How are the MBA and MM different?

The MBA and MM approaches and content are dramatically different.

The MBA builds a foundation for students' thinking, analytical, and decision-making skills. Students learn "classic" management and business knowledge areas such as control, finance, operations, accounting, strategy, oral and written communication, quantitative methods. Though the MBA prepares students for future general manager positions, we recognize that students may choose specializations in their first job out of the MBA. The program therefore offers finance, marketing, and entrepreneurship "tracks" or majors.

By contrast the MM assumes that students already have foundational management skills, having gone through more years of managerial experience. Note that the MM is not a shorter MBA; it focuses instead on developing students' higher-level adaptive, transformational, and inspirational leadership skills, and strategy formulation and execution skills. The MM program faculty members work in close, mentoring collaboration with students as they learn how to manage change, in parallel to building skills in strategy development, management, and implementation.  As a result of this mentoring, the students develop radically new outlooks of themselves, their organizations, and how to cope with a rapidly-changing environment. The students bring these fresh outlooks back to their jobs in preparation for fast-track leadership positions.

While MBA students as a rule tend to be younger than their MM counterparts, the choice of MM or MBA does not necessarily depend on age. Younger students with adequate managerial experience may opt for the leadership and strategic aspects of the MM. Conversely, older students who have no foundational management skills may wish to get these fundamental management skills through the MBA.

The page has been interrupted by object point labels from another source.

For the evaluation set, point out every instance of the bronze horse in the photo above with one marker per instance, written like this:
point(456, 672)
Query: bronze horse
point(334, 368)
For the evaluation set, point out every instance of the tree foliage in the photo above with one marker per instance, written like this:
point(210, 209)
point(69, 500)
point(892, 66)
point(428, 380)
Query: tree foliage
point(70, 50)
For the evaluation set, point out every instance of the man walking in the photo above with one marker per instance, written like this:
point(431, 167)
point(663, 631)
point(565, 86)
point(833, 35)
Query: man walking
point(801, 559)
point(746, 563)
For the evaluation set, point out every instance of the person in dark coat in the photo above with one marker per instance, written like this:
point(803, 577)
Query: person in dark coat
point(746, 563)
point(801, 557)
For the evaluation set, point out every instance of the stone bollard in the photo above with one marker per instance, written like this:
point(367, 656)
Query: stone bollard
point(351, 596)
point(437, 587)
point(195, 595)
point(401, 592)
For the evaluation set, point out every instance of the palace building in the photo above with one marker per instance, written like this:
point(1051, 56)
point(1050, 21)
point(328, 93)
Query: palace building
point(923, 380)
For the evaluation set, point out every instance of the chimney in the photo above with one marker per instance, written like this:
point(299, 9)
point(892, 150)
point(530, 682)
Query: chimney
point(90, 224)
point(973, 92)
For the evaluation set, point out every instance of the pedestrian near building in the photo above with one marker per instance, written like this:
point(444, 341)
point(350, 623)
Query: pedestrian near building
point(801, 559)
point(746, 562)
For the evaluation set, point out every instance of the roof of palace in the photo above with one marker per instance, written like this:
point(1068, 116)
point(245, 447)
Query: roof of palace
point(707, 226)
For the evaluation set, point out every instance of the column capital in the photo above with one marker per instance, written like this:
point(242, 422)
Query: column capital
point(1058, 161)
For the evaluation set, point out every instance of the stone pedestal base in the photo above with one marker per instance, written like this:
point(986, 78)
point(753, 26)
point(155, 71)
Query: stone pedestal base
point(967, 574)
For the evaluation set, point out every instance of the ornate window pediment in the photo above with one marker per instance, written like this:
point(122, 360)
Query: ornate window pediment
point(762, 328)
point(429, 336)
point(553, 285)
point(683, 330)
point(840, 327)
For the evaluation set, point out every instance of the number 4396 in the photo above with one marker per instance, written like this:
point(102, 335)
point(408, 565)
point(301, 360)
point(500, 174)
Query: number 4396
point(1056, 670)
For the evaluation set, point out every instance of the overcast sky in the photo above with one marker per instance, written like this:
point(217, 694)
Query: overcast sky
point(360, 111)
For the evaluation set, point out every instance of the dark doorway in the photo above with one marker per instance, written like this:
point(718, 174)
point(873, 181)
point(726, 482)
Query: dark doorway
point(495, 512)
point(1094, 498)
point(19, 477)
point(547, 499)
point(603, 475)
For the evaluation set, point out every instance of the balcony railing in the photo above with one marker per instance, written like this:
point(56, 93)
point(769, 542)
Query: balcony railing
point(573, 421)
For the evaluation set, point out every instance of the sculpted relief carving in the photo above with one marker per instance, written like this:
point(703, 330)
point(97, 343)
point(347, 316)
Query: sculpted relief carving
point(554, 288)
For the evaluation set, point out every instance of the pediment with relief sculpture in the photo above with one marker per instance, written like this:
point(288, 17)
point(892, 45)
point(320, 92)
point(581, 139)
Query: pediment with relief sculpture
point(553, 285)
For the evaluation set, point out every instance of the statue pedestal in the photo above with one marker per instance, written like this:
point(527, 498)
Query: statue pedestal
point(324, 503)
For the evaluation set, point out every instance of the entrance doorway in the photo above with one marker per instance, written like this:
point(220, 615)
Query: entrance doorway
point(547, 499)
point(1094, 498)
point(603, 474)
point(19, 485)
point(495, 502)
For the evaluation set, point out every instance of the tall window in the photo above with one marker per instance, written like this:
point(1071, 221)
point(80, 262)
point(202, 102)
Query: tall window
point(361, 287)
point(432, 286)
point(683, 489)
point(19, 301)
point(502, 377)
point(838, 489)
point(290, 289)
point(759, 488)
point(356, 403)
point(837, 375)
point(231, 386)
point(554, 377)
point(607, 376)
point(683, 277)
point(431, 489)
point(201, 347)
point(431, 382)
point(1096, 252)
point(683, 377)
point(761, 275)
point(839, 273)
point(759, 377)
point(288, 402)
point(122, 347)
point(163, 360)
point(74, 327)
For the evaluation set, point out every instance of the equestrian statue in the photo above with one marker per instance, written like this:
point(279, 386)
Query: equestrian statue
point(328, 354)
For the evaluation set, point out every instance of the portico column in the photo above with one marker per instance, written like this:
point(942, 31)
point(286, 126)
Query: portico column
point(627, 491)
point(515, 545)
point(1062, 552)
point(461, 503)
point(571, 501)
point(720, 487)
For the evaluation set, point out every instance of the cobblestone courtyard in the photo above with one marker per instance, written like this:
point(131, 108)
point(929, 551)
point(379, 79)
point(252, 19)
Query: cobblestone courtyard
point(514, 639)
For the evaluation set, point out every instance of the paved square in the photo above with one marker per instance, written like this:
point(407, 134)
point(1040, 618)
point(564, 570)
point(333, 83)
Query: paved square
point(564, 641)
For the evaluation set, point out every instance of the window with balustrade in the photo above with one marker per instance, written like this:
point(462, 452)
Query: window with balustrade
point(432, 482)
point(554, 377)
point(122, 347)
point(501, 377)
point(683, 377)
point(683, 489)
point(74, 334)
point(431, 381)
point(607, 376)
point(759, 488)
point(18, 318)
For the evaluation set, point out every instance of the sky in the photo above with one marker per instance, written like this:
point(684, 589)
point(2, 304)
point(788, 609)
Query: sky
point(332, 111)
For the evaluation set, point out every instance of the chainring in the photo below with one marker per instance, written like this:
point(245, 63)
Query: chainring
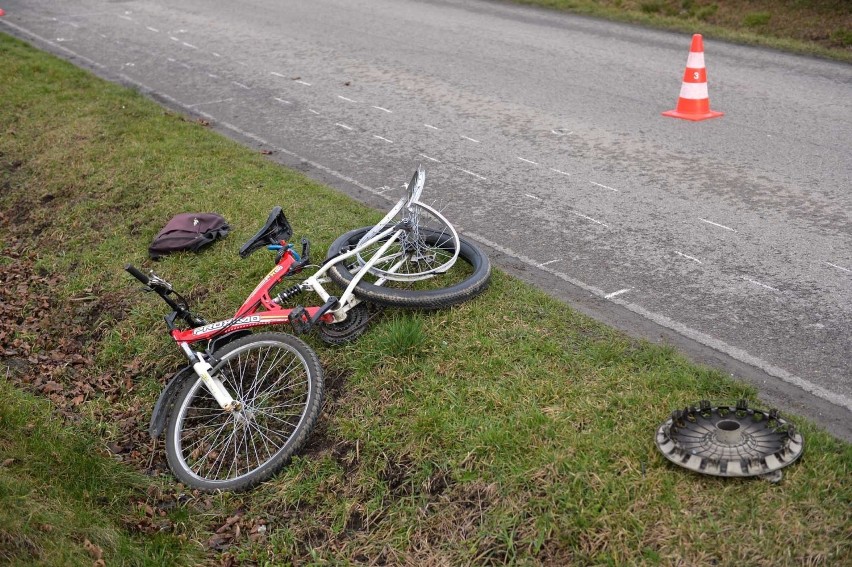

What are other distinctive features of the AIM MBA?

Aside from the way the different functional areas are taught to the students, there are two distinct features of the AIM MBA:

  1. MRR. The Management Research Report is a major original work by AIM MBA candidates. Through the MRR, students are expected to apply knowledge and skills to actual managerial problems. The final deliverable is a thesis-like document that must be accepted as a final hurdle in the MBA.

  2. WAC. The Written Analysis of Cases is the most memorable activity in an AIM MBA students' life. A new case is given to the students every Friday at 5:00 p.m. The WAC must be submitted on Saturday at 8:00 a.m. This is a demonstration of AIM rigor.